El Moutawakel says: "Someone once said the future of sport is feminine, and I believe that. You cannot move forward without both legs, men and women. Complete integration is important, but increased female presence at major sports events is not enough. We want full inclusion in administration. Women are present in all activities, so why can't they be leaders in sport?

"London was a historic milestone for women. Women competed in every discipline and for every nation, even Saudi Arabia. Notably, the first female boxing competition was a great success. Also for the first time, 35 out of the 204 national Olympic committees had more women than men in their delegations, including Germany and the United States."

Women have certainly come a long way from the days when they were barred from taking part or even watching the original Olympics in Ancient Greece, on pain of death. And El Moutawakel recalls that even the founder of the modern Olympics, Baron Pierre de Coubertin, initially opposed letting women take part, arguing that it would be "unsightly and inappropriate". "Like a lot of people, he has been proved wrong," she smiles.

I hope that El Moutawakel puts herself in the running for the top job and overcomes the hurdles ahead to break the tape first for sport's ultimate prize as Madame President. That really would make sport a women's world.

British women rise and shine

Among the candidates to replace the retiring Football Association chairman, David Bernstein, is Heather Rabbatts. Hers is already a historic breakthrough as the FA's first female – and black – board member.

A former chair of Millwall FC, barrister, film producer, BBC governor and director of the Bank of England, Rabbatts has been a key figure in developing the FA's anti-discrimination plan and was central to the decision to strip John Terry of the England captaincy.

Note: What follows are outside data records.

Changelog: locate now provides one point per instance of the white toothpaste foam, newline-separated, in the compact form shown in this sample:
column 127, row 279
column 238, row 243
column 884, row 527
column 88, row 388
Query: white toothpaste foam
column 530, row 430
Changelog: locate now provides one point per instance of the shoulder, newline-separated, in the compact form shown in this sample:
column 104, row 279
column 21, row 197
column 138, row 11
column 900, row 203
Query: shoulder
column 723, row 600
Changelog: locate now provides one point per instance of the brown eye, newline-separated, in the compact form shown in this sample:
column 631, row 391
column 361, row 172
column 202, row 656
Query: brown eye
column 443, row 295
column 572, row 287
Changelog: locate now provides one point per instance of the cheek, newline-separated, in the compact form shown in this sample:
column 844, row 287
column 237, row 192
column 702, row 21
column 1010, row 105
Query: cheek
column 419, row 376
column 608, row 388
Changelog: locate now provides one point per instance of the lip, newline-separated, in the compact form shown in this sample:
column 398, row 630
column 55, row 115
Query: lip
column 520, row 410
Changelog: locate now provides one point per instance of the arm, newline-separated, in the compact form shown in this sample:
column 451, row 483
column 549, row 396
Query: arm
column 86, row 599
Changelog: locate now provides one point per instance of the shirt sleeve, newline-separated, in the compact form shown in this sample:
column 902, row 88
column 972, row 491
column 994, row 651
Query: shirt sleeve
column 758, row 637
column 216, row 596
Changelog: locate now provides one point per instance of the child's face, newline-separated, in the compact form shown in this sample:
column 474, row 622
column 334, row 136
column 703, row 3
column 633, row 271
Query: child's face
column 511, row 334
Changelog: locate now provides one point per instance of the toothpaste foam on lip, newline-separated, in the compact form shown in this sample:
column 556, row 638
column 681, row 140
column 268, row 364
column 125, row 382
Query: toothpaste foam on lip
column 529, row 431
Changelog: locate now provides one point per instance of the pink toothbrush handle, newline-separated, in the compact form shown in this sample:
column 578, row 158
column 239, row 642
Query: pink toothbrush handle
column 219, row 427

Her elevation would delight the Sports Minister, Hugh Robertson, who is pushing for reform of the body he considers to be the worst-run in British sport. The Jamaican-born Rabbatts, 57, who is married to PR guru Mike Lee, says: "My track record has always been about pushing back the boundaries and that's what excites me."

Britain is a world leader in having women successfully storm sport's hitherto male bastions. Baroness Sue Campbell chairs UK Sport and Liz Nicholl is chief executive; Jennie Price is CEO at Sport England; Di Ellis chairs British Rowing, whose CEO is Kate Burt; London 2012's sports director, Debbie Jevans, now heads England's 2015 Rugby World Cup organisation; and Charlotte Leslie MP is the first woman to chair the All Parliamentary Boxing Group.